Operations
How to Audit Your AI Agent Setup
And What Breaks Most Often
Most AI agent setups have the same five failure points. After running OpenClaw in production since March 2026, I've seen all of them — some in my own setup, some in setups I've reviewed. Here's the checklist I'd run on any agent configuration.
The gap between a working agent setup and a useful one is usually not the model. It's the files.
I've been running OpenClaw continuously since March 2026. In that time I've hit every category of failure at least once: soul files that were too long to hold in context, heartbeat configs that were trying to do too much, memory architecture that buried the important facts under raw noise, tool integrations that broke silently for weeks. The model was fine. The configuration wasn't.
What follows is the five-area audit I'd run on any agent setup — including my own, which I review monthly. Work through each one. The issues are usually obvious once you know where to look.
Area 1: SOUL.md — Does the Agent Actually Know Who It Is?
SOUL.md is the personality and values file. It tells the agent who it is, what it cares about, how it communicates, and what it won't do. The two failure modes are opposite ends of the same spectrum.
Too vague: "Be helpful and accurate." This tells the agent nothing it didn't already know. The agent defaults to generic AI assistant behaviour, which is not what you want if you've built a specific persona or have specific operating requirements.
Too long: A SOUL.md with 3,000 words of detailed instructions is a context tax on every session. The agent loads it, the window fills up, and the detailed instructions at the end get compressed or dropped. A 500-line soul file is often worse than a 50-line one because the agent can't hold it all with equal weight.
Audit questions:
- Is your SOUL.md under 200 lines? If not, what would you cut?
- Does it have specific, actionable guidelines — not just "be good"?
- Does it have clear red lines — things the agent will never do?
- Cold test: open a fresh session and ask the agent to describe itself. Does the answer match what you intended?
The fix: Edit SOUL.md for density. Every sentence should earn its place. If you need the detail, move it to AGENTS.md (the operating manual) and keep SOUL.md as the distilled essence.
Area 2: HEARTBEAT.md — Is the Agent Checking the Right Things?
The heartbeat is the recurring check loop — what the agent monitors, and at what cadence. It's the mechanism that makes an agent proactive rather than reactive. It's also the most common source of bloat.
My own HEARTBEAT.md grew to 180 lines before I rewrote it. It was trying to do: email check, calendar check, X notification scrape, content pipeline check, Stripe monitoring, memory consolidation, Reddit monitoring, sub-agent health, weekly MC audit, and approval handling — all in the same 30-minute window. Most of these were timing out or silently failing.
The fix was brutal: anything that could run on a dedicated cron got removed from the heartbeat. The result is a 50-line file with 4 priorities that reliably executes in under 2 minutes.
Audit questions:
- How many distinct tasks is your heartbeat running? More than 5 is a warning sign.

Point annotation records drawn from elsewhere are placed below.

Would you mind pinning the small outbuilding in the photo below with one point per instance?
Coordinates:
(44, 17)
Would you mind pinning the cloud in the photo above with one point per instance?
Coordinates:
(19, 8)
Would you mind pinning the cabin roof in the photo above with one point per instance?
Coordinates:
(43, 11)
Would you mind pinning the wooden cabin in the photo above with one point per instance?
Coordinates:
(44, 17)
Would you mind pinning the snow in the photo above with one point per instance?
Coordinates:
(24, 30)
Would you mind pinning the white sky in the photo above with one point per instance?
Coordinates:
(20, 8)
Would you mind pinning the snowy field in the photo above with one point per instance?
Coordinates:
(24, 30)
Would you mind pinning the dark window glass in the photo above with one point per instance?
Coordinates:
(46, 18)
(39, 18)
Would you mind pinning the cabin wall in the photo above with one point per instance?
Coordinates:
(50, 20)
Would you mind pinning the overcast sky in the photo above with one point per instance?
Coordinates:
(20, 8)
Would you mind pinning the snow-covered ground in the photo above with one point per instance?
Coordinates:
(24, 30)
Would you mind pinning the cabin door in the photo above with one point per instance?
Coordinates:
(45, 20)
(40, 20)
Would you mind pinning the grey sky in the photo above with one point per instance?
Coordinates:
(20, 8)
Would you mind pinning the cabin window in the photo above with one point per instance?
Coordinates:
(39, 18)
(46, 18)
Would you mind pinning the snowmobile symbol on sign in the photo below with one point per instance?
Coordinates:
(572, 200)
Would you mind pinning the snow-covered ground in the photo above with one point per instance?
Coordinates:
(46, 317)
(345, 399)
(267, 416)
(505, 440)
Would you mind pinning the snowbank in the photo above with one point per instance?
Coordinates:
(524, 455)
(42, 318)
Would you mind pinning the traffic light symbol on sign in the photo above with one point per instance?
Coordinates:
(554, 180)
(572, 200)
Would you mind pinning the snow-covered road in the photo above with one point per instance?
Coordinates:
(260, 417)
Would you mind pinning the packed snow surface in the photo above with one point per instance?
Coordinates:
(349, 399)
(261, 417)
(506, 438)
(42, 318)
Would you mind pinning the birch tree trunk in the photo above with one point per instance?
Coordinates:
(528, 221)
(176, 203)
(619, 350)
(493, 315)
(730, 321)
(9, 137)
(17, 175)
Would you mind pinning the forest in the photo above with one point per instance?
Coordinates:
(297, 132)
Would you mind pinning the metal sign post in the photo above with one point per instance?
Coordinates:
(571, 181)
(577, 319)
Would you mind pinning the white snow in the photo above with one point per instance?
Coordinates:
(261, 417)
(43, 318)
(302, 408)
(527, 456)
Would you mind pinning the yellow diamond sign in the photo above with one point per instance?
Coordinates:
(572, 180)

- Does every check in HEARTBEAT.md need to run at heartbeat frequency? Or could it be a daily/weekly cron?
- Has your heartbeat grown over time without a corresponding audit? When did you last trim it?
- Does it complete in under 2 minutes? If you're not sure, time it.
The fix: For everything in HEARTBEAT.md, ask: "Does this need to run every 30 minutes, or would once a day be fine?" Anything that can be scheduled separately should be. The heartbeat is triage — not a work queue.
Area 3: Memory Architecture — Can the Agent Find What It Needs?
Memory in an OpenClaw setup has three layers: daily notes (raw logs), MEMORY.md (curated long-term facts), and hot-tier context loaded at session start. Each layer serves a different purpose. When they're confused, the agent either drowns in noise or loses important context.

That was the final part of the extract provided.